Sta per iniziare a Torino il festival di cinema a tematica musicale SeeYouSound (dal 27 gennaio al 4 febbraio 2017, ne riparleremo). Nell'attesa, trattandosi di un lavoro dove immagini e musica interagiscono ad alto livello, ci si può preparare (ri)vedendo un film che, nei cinema, aveva avuto, nonostante il nome del regista, una visibilità ridotta: Duran Duran Unstaged di David Lynch.
Un punto interrogativo bianco disegnato, scheggia d’animazione apolide, si sposta in alcune inquadrature del film realizzato da Lynch nel 2011, appare e scompare, poi si spezza, chi lo ha creato lo manda in frantumi varie volte. Quel corpo minuscolo contiene il senso dell’esperimento filmico Duran Duran Unstaged composto da David Lynch sul palco del Mayan Theatre di Los Angeles nel 2011 in occasione del concerto che vedeva ri-unirsi in formazione originale il gruppo pop inglese guidato da Simon Le Bon. Di fronte a questo collage sensoriale, a questa sovrimpressione espansa nella quale co-esistono la musica, i suoni, le parole delle canzoni dei Duran Duran e le onde visive oniriche dell’autore di Mulholland Drive (opera che, più di altre lynchiane, affiora e si dissolve nella moltitudine di strati di questo anomalo film-concerto), bisogna porsi delle domande e, al tempo stesso, non chiedersi delle spiegazioni. Quel punto interrogativo spezzato è lì, irriverente, come fosse un vero e proprio personaggio, per nulla marginale, a ricordar(ce)lo.

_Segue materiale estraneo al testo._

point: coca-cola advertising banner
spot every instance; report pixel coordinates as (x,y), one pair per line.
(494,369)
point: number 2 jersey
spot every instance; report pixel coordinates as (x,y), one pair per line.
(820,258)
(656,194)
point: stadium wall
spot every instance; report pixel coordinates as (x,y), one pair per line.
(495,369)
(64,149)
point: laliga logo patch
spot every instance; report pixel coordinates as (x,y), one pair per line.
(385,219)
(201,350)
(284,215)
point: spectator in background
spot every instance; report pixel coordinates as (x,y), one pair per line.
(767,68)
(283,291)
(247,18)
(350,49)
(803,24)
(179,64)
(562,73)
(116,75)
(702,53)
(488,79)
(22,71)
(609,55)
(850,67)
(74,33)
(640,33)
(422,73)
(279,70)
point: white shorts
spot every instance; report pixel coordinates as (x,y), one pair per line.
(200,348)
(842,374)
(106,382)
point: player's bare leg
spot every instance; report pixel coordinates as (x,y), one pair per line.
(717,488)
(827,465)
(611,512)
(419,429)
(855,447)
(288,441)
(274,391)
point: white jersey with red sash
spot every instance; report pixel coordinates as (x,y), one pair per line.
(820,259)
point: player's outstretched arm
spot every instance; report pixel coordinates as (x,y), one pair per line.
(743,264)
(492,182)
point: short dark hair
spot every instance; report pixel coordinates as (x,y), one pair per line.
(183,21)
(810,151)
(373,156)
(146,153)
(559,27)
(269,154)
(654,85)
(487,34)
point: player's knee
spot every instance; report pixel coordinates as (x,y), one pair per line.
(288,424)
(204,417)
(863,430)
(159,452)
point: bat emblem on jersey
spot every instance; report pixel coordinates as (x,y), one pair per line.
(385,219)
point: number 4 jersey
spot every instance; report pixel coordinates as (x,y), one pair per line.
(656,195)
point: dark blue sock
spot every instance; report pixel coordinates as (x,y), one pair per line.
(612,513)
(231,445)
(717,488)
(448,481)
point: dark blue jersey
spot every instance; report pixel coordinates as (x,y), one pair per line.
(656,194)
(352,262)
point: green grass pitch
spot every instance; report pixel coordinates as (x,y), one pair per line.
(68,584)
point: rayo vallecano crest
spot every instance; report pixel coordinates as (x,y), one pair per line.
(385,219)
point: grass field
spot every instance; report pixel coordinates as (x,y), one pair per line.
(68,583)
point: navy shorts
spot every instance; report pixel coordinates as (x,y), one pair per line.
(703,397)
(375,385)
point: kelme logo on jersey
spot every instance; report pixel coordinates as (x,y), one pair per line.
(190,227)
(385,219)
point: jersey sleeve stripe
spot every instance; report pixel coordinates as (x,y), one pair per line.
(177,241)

Piuttosto che cercare di incasellare ogni tassello (ogni apparizione reale o virtuale, ogni effetto speciale che mostra la musica, ogni analogia fra parola e immagine, ogni scorribanda - di bambole, leopardi giocattolo, pupazzi di altri animali, esili fili di palloncini con maschere al posto dei palloncini… - che anima quadri fisici/astratti fermi/in movimento), meglio lasciarsi tras-portare nel gioco cromatico non innovativo ma confermativo della poetica rigorosamente messa in scena da David Lynch.
Nel film (realizzato per American Express, già produttrice di un altro, ancor più memorabile, incontro fra cinema e musica, che documentava la relazione fra la band rock di Las Vegas The Killers e lo sguardo oltre i confini di Werner Herzog, ovvero The Killers Unstaged) si intravedono, per lampi, richiami all’espressione pittorica perseguita da Lynch nel corso della sua carriera (ancora e sempre è quel punto interrogativo a tracciare similitudini e, infrangendosi, a cancellarle, impedendo a esse di pesare troppo).
Ma Duran Duran Unstaged - così puntuale nel filmare non solo il palco e la scenografia che avvolge Simon Le Bon, gli altri componenti del gruppo e gli ospiti chiamati a duettare in diverse occasioni, ma anche la platea e la galleria del teatro colme di persone in festa, folla anonima che le macchine da presa cercano, ascoltandone a lungo la presenza - si pone, in una delle sue molteplici identità, come il controcampo alle scene ambientate nel teatro losangelino delle illusioni di Mulholland Drive. Palcoscenico e spalti quasi deserti, abitati da pochi illusionisti e cantanti e da altrettanto sparuti spettatori di una performance senza musica, dove tutto è registrato. Il film girato al Mayan Theatre riempie quei vuoti, li popola di musica live e di corpi in continua azione. Osservati danzare da Lynch, artista che, certo con molto narcisismo, introduce l’esperimento che sta per compiersi per poi eclissarsi, rinunciare a mostrarsi alla fine del concerto insieme alla band. Nascosto chissà dove, in qualche interstizio analogico/digitale. O, forse, proprio in quel punto interrogativo unstaged.